Vergankelijkheid van de materie

(GJE VI. 20, 13-14)
Ik zei: Zoals nu deze steen enkel door Mijn wil opgelost werd in zijn oer-elementen, zo zou Ik dat ook kunnen doen met de tempel, met alle bergen, de aarde, met zon en maan en met alle sterren, en deze oplossen in hun oorspronkelijke, letterlijke niets, d.w.z in pure gedachten van God die ook geen realiteit zijn zolang zij niet door de liefde en door de almachtige wil van God hun werkelijke vorm en vastheid krijgen. In God heerst niet het principe van verwoesten en vernietigen, maar in zijn eeuwige orde heerst het behoud van alle eenmaal geschapen dingen, echter niet in het voortdurende gericht van de materie, maar ongericht, dus vrij in geest en leven. Daarom is en mag ook geen enkele materie in deze gerichte wereld duurzaam zijn. Alles bestaat slechts gedurende een bepaalde tijd, lost daarna geleidelijk aan op en gaat volgens de orde over in het geestelijke, duurzame en onvergankelijke.
De materie is een graf van het gericht en de tijdelijke dood, en de dode geesten in deze graven moeten ook Mijn stem horen en Mijn wil gehoorzamen, zoals jullie nu gezien hebben.

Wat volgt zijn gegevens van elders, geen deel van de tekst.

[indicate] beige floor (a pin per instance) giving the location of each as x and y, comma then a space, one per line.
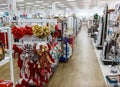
82, 70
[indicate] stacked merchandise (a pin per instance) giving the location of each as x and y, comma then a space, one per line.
110, 36
6, 56
37, 58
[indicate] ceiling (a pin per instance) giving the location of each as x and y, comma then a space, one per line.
73, 5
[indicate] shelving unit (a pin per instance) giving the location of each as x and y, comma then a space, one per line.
8, 58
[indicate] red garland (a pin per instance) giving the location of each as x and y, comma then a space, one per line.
28, 30
18, 32
19, 51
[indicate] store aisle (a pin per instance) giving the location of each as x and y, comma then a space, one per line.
82, 70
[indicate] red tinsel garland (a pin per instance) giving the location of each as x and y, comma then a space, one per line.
19, 32
28, 30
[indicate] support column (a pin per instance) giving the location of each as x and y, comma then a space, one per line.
11, 8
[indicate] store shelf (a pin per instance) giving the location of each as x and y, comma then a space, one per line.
4, 61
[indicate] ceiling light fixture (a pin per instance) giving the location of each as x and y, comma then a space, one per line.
20, 4
57, 2
70, 0
19, 0
36, 5
39, 2
3, 4
29, 3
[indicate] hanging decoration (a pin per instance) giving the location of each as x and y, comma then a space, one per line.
2, 52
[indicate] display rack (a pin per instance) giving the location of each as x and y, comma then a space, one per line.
36, 21
107, 41
8, 58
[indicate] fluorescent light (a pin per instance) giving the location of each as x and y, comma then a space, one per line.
57, 2
3, 4
45, 4
21, 7
19, 0
28, 6
60, 4
29, 3
36, 5
20, 4
39, 2
71, 3
70, 0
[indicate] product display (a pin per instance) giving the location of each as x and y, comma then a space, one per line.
59, 43
6, 83
2, 52
36, 59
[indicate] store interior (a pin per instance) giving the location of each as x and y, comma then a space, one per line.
63, 43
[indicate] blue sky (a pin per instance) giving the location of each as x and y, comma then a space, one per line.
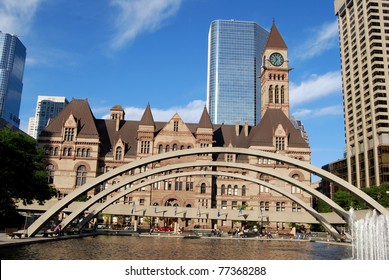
135, 52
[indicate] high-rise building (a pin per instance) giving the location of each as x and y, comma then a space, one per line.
364, 48
12, 59
47, 108
234, 65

En zoals deze steen nu plotseling opgelost is, zo zal het ook stukje bij beetje met de hele aarde gaan, en dan zal daaruit een nieuwe, geestelijke, onvergankelijke aarde ontstaan vol leven en geluk voor haar geestelijke bewoners, en er zal gericht noch dood op haar hemelse velden heersen; want zij zal ontstaan uit het leven van allen die uit haar ontstaan en op haar geboren zijn.